I do not have examples with me. But anything built with Elixir Liveview will be server rendered and will also be real time, with some gotchas though.

https://github.com/phoenixframework/phoenix_live_view

"HTML over the wire" generally refers to tech like [0] LiveView, [1] Hotwire, [2] LiveView, [3] Blazor, etc. They aren't about about ditching JS and more about not writing your HTML in JS (and yes, SSR).

[0] https://github.com/phoenixframework/phoenix_live_view

[1] https://hotwired.dev/

[2] https://laravel-livewire.com/

[3] https://dotnet.microsoft.com/en-us/apps/aspnet/web-apps/blaz...

Alpine.js is seeing an increase in utility as it pairs nicely with htmx[0], Phoenix LiveView[1] and the likes for lightweight interaction that doesn't require the server.

[0]: https://htmx.org

[1]: https://github.com/phoenixframework/phoenix_live_view

I'm one of the creators of lunatic and it's great to see it on HN again.

We have been working on a Rust web framework that builds on top of lunatic, called submillisecond[0]. It's still in alpha and there is a lot to be figured out. Currently, we are attempting to build something like Phoenix LiveView[1] for it. One of the drawbacks of LiveView is that it requires a permanent connection to the backend, but because lunatic uses WebAssembly on the backend we can actually move part of the backend into the browser to allow for low-latency and offline use cases. Hopefully, you will be able to "just write" rust backend apps, but automatically get rich user experiences with offline support.

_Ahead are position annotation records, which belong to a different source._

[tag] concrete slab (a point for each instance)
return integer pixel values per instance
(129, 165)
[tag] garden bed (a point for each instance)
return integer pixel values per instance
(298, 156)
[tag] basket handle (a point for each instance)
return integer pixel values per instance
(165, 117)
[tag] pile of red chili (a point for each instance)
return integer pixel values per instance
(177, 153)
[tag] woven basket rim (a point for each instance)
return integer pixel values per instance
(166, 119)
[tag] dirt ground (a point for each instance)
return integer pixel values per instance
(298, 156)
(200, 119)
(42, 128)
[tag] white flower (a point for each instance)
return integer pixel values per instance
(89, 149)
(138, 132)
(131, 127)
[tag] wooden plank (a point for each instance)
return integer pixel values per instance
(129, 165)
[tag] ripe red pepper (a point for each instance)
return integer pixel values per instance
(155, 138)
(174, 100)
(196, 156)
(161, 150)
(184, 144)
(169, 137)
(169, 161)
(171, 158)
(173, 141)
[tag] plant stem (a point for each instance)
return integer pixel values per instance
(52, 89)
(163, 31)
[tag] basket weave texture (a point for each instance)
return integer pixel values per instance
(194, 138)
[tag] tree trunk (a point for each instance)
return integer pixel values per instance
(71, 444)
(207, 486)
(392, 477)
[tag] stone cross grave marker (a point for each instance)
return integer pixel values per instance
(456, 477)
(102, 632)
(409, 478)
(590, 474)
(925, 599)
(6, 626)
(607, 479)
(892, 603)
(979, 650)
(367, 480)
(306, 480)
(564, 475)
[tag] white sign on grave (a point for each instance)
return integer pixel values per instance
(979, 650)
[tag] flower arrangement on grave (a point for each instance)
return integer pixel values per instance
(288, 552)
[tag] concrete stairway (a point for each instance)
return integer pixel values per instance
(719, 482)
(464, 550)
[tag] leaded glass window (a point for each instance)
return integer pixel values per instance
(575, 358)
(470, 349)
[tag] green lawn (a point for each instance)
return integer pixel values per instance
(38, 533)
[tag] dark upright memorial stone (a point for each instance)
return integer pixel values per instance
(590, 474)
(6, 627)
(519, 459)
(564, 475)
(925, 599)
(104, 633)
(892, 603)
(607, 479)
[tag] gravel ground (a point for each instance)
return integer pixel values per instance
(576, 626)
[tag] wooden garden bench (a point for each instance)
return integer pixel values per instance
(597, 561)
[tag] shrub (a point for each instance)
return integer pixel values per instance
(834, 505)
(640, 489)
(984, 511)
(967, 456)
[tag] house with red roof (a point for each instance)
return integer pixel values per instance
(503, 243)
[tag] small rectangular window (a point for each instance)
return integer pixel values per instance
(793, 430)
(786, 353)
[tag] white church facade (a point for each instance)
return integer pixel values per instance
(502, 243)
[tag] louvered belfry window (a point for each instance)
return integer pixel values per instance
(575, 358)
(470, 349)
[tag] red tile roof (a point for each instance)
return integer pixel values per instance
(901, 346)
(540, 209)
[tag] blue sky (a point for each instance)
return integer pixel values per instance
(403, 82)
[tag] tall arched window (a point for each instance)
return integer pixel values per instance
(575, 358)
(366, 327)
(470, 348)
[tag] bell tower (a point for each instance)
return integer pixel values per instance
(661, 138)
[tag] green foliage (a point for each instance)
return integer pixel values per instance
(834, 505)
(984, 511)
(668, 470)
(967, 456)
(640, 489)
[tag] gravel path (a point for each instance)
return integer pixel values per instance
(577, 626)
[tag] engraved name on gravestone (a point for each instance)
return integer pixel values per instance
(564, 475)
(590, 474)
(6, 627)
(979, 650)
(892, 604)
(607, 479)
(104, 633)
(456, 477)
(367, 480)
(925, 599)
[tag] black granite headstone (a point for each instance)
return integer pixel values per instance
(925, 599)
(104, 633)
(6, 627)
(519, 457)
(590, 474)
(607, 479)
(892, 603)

A big struggle for us has been the translation of some of the dynamic patterns from Erlang/Elixir to the strict type system of Rust. Also, Rust can't fully understand lunatic's processes, because the language was not designed with a concurrency model in mind where each unit of work gets their own heap memory. So there is some de/serialization going on when pushing data between processes.

As someone else mentioned, lunatic extends WebAssembly with a concurrency model, networking support, permission system, distributed compute, preemptive scheduling. But it's also a whole system for executing Wasm. So you can from your running wasm app load external .wasm files and spawn processes from them with specific constraints (memory/cpu usage, filesystem access, etc.). Someone in our community is building a system that uses submillisecond in combination with a dynamic router that dispatches workloads to external .wasm files. As you can probably tell, I'm super excited about all the possibilities and the future of lunatic.